By contrast, in China, the Cyberspace Administration of China maintains a registry of AI models to support verification and auditing. State policy is clear and risk specific, with National Technical Committee 260’s AI Safety Governance Framework explicitly laying out risks that AI models must avoid, AI labeling laws, and consistent vocal support for AI ethics issues of data privacy and algorithmic bias. In addition to registering their models and complying with government mandated AI safety practices, developers submit to voluntary benchmarking tests with the AI Industry Alliance and the Chinese Academy of Information and Communications Technology. In China, as opposed to the United States, companies and businesses seem to have arrived at a more 50/50 division of AI safety policy. While U.S. firms lead, Chinese firms follow, which may be the reason that some ask why top Chinese AI companies issue no public responsible scaling policies.

International Cooperation

At AI For Good, geopolitical divides often surfaced. While there, I heard European representatives vocally criticizing American corporations, American officials firmly supporting U.S. policy stances on impeding China’s access to U.S. AI chips, and applause for a Saudi representative decrying that governance led by a Sino-American AI dyad is antithetical to ‘multi-stakeholder-ism.’ 
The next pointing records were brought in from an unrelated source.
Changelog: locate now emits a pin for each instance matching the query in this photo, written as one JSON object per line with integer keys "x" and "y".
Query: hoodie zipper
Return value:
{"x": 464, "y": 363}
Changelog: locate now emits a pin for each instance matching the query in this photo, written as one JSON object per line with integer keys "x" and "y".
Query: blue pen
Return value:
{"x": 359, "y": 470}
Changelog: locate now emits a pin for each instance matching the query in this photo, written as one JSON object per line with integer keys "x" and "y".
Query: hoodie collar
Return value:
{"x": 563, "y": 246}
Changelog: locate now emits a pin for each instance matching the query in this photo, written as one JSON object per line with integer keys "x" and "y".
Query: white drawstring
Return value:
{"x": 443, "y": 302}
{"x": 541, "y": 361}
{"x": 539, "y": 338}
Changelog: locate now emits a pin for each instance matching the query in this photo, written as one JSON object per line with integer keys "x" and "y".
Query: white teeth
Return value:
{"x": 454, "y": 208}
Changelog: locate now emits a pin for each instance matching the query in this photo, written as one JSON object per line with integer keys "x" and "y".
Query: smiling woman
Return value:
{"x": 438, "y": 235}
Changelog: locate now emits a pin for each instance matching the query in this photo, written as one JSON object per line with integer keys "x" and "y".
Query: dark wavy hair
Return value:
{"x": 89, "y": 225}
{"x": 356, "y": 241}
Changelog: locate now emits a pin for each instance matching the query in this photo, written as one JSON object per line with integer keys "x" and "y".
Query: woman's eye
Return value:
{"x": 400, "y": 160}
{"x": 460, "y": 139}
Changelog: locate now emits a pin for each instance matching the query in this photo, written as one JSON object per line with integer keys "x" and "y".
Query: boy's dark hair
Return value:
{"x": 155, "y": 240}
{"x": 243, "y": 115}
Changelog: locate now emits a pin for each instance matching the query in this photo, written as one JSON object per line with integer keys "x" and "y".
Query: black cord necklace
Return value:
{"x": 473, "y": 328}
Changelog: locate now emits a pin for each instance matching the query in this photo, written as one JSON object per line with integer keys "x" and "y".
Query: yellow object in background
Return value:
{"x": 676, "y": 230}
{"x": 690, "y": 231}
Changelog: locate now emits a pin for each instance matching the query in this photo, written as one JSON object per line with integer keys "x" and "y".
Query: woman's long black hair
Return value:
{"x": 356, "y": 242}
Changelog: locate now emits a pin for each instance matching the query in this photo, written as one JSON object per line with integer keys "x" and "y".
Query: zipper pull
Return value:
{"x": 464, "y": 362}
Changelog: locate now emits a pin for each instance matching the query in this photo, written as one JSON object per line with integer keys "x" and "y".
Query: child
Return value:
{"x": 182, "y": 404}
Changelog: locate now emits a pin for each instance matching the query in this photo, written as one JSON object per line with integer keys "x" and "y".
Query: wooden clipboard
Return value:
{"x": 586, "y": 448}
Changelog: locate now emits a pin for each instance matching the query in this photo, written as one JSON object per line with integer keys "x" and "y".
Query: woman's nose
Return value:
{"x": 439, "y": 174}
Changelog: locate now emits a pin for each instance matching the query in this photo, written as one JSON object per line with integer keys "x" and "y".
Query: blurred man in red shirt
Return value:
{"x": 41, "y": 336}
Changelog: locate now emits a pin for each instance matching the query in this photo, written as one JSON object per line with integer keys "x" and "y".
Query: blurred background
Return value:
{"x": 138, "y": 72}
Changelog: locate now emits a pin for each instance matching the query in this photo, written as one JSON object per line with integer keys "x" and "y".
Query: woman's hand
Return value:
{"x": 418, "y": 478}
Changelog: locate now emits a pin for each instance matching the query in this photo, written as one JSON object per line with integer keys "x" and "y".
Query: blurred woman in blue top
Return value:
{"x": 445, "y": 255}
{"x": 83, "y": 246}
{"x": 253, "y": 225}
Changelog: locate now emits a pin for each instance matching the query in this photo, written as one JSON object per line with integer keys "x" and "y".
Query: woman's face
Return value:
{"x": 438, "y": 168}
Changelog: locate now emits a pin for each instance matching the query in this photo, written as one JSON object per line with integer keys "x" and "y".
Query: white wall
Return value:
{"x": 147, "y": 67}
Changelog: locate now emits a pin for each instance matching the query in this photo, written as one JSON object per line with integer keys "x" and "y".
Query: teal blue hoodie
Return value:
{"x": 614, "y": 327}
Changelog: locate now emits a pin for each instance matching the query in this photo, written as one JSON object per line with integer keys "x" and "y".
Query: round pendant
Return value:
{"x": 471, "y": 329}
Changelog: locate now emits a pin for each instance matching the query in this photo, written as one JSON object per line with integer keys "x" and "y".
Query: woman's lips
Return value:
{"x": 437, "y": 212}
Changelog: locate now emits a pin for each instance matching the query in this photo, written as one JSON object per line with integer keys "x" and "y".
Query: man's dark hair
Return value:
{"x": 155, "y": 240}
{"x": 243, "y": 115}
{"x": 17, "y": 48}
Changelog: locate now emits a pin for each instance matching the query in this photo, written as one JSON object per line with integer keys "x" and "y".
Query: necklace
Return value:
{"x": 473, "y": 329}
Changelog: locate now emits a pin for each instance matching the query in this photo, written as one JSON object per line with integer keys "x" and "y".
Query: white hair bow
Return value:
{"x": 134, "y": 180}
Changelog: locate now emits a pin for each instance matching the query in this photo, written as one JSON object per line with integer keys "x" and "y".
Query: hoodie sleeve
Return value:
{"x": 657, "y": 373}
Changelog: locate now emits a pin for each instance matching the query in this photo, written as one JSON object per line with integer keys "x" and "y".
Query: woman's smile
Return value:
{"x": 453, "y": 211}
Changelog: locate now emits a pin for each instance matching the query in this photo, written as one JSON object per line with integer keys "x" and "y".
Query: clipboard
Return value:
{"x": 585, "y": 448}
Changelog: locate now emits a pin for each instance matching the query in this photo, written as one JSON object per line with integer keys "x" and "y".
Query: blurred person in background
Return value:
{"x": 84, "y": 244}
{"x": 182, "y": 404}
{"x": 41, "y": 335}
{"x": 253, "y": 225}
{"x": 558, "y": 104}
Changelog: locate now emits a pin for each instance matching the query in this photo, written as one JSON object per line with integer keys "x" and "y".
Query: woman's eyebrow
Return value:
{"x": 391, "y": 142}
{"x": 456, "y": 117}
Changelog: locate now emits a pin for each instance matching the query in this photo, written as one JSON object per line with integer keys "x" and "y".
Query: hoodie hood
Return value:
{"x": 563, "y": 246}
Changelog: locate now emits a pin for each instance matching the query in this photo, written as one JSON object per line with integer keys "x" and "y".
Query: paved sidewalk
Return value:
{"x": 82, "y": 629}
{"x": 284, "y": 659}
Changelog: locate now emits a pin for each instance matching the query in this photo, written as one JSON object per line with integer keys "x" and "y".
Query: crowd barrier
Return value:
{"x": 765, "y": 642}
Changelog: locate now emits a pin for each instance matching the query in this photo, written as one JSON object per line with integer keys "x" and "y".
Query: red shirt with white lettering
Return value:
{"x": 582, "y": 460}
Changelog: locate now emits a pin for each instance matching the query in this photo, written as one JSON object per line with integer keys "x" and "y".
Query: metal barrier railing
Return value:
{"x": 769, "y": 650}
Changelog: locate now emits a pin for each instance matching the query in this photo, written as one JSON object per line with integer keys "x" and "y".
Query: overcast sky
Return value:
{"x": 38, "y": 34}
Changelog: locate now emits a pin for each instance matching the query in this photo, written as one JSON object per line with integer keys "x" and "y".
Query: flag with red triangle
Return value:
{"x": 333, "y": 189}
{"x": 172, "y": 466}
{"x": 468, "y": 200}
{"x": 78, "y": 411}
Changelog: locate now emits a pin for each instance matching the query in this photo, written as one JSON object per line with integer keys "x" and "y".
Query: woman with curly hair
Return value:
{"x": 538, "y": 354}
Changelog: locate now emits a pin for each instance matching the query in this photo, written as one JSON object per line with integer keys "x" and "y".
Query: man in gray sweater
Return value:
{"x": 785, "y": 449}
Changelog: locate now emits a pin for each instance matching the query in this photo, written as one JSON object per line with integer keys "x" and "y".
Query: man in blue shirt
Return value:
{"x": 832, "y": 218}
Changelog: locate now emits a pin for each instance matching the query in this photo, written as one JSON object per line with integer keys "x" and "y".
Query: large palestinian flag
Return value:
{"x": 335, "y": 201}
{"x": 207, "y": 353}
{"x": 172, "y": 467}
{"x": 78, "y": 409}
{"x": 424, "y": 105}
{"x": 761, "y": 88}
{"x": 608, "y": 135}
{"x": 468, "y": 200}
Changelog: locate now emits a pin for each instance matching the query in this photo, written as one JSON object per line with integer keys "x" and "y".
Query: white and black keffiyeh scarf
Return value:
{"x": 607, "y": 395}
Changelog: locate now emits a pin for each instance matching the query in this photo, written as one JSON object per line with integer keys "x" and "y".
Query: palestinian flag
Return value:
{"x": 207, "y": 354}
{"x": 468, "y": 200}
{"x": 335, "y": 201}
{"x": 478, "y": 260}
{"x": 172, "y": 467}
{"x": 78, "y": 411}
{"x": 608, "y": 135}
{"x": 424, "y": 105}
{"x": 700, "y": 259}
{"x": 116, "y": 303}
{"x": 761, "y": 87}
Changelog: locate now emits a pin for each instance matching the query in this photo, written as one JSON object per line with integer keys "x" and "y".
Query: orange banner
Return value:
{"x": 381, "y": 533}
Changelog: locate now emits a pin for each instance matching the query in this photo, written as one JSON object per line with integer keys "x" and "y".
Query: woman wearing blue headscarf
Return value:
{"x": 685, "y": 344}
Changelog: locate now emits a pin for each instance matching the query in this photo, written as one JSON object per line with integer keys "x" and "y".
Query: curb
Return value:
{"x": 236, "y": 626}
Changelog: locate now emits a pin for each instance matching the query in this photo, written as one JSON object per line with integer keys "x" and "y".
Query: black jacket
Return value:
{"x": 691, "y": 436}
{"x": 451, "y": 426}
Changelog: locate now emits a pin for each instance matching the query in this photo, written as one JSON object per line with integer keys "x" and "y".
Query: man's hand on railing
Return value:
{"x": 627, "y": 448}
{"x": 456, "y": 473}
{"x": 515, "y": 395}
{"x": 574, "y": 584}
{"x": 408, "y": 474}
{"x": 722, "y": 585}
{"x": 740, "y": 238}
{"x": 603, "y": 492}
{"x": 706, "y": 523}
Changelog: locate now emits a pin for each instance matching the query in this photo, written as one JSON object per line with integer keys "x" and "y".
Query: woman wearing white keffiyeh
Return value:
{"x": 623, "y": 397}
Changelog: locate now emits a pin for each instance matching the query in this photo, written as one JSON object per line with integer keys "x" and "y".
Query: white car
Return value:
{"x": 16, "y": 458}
Still, there are signs that AI standards of practice and risk thresholds can be agreed upon. China and the U.S have already found agreement on one AI red line, that AI should never be in control of the decision to use nuclear weapons. Both countries are also willing to attend AI For Good, even if the U.S. withdraws from other UN engagements.

Cyber threats are very real. Operating systems, internet-connected devices, and websites have global reach, and national governments need not be friends to work together. For AI, the stakes are simply too high to wait for an incident to spur action. While representatives deliver their talking points in public, governments, companies, researchers, and cybersecurity experts should be hard at work behind the scenes.

Governments may talk past one another before a global audience, but their respective capitals are beginning to grasp how great AI risks are. Thankfully, much of diplomacy – and technical standard setting – is not conducted under a spotlight. Standards emerge through market activity, industry meetings, and in labs; and much of the legwork of diplomacy is conducted behind closed doors. Countries and industries can work together, even amid strained international relations and when policy offers no clear guidance. That is a good thing, because for standards in AI safety, we cannot afford to wait for official decrees.